Folha de S. Paulo


Especialista em derrotados, Steve Carell surpreende em 'Foxcatcher'

Comediantes costumam seguir um padrão. Em certo momento da carreira, em busca de uma turbinada na autoafirmação, procuram papéis sérios com cheiro de Oscar. Jim Carrey tem seu "O Show de Truman", Robin Williams ganhou a estatueta por "Gênio Indomável" e Bill Murray emocionou com "Encontros e Desencontros".

Agora, chegou a vez de Steve Carell. Especialista em personagens derrotados, daqueles que provocam vergonha alheia, o ator de 52 anos nunca me pareceu particularmente bom. Mas surpreende no que pode vir a ser o grande personagem de sua vida: o milionário psicótico do suspense "Foxcatcher: Uma História que Chocou o Mundo", que estreia no Brasil em janeiro.

Para encarnar o personagem real John du Pont (1938-2010), o ator usou uma prótese para aumentar o nariz e passou por sessões de três horas diárias de caracterização. "Ninguém me via sem maquiagem nas filmagens, e isso ajudou a me distanciar psicologicamente dos outros. Além disso, ensaiamos com o diretor Bennett Miller por seis meses", diz o ator.

O caso que inspirou o filme é pouco conhecido no Brasil. John du Pont era o herdeiro de uma das famílias mais ricas dos Estados Unidos, fornecedora de munições para o Exército. Em 1986, John decidiu patrocinar um time de luta greco-romana e contratou dois atletas: Mark Schultz (Channing Tatum) e seu irmão mais velho, David (Mark Ruffalo). Ele finge treiná-los para um campeonato até que acontece uma tragédia, que não posso revelar aqui. "Há um sentimento de perigo durante todo o filme", diz Steve. "Mesmo quem conhece o episódio ficará surpreso e chocado com o que acontece."

O drama dark, que rendeu o prêmio de melhor diretor em Cannes a Bennett (de "Capote" e "O Homem que Mudou o Jogo"), tem tudo para receber várias indicações ao Oscar. E Steve Carell virou o centro das atenções.

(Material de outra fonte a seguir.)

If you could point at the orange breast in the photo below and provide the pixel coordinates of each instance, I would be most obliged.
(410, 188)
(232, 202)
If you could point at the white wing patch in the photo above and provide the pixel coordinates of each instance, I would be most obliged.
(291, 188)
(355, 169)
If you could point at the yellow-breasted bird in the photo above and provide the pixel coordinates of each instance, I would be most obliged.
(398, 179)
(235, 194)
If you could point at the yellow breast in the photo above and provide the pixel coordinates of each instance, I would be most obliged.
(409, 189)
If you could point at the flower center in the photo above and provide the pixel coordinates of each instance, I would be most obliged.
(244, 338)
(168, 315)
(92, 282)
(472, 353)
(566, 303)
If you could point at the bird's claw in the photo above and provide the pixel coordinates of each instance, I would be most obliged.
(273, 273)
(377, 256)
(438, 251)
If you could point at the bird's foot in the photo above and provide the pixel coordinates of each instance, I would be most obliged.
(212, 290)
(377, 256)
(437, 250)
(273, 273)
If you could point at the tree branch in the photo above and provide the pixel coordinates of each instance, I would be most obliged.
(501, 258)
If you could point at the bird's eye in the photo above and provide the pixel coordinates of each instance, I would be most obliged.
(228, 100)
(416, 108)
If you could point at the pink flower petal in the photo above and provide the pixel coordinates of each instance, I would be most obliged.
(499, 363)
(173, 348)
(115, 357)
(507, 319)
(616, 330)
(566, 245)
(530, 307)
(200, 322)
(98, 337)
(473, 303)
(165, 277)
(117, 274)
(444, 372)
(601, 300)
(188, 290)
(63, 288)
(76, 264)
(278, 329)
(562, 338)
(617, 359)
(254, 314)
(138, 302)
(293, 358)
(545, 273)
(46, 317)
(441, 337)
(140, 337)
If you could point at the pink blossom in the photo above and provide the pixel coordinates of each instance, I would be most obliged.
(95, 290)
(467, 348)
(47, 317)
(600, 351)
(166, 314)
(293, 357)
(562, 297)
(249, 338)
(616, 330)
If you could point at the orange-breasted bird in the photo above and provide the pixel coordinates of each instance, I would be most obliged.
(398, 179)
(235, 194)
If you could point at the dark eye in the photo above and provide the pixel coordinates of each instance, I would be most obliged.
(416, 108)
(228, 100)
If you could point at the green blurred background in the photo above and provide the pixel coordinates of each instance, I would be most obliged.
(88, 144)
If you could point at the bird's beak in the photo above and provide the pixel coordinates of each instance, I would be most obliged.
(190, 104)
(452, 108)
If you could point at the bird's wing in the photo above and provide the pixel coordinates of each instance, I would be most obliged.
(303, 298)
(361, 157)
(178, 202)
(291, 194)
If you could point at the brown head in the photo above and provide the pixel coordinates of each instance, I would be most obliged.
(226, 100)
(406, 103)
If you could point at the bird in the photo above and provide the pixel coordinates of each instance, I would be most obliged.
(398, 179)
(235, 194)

"Você não consegue tirar os olhos dele", escreveu o crítico americano Todd McCarthy, da revista "Hollywood Reporter". "Carell interpreta Du Pont como um Norman Bates moderno misturado com Jay Gatsby", analisou outro crítico, Ramin Setoodeh, da "Variety".

Manuela Eichner

Escolhido pelo diretor exatamente por parecer incapaz de ser cruel ou violento, o ator encontrou no set um modo de atuar parecido com o de suas comédias. "Improvisamos bastante. Bennett falava para esquecermos o que estava no roteiro, para nos concentrarmos nas cenas, usando nossas próprias palavras", diz. "Decidimos jogar a precaução no lixo. Foi difícil porque são personagens verídicos e queríamos honrar a história daquelas pessoas."

Depois de oito anos assistindo ao ator na série cômica "The Office", o público de Steve Carrell vai se surpreender quando descobrir o quão macabro pode ser o intérprete do gerente enganador Michael Scott. E isso, em Hollywood, vale ouro.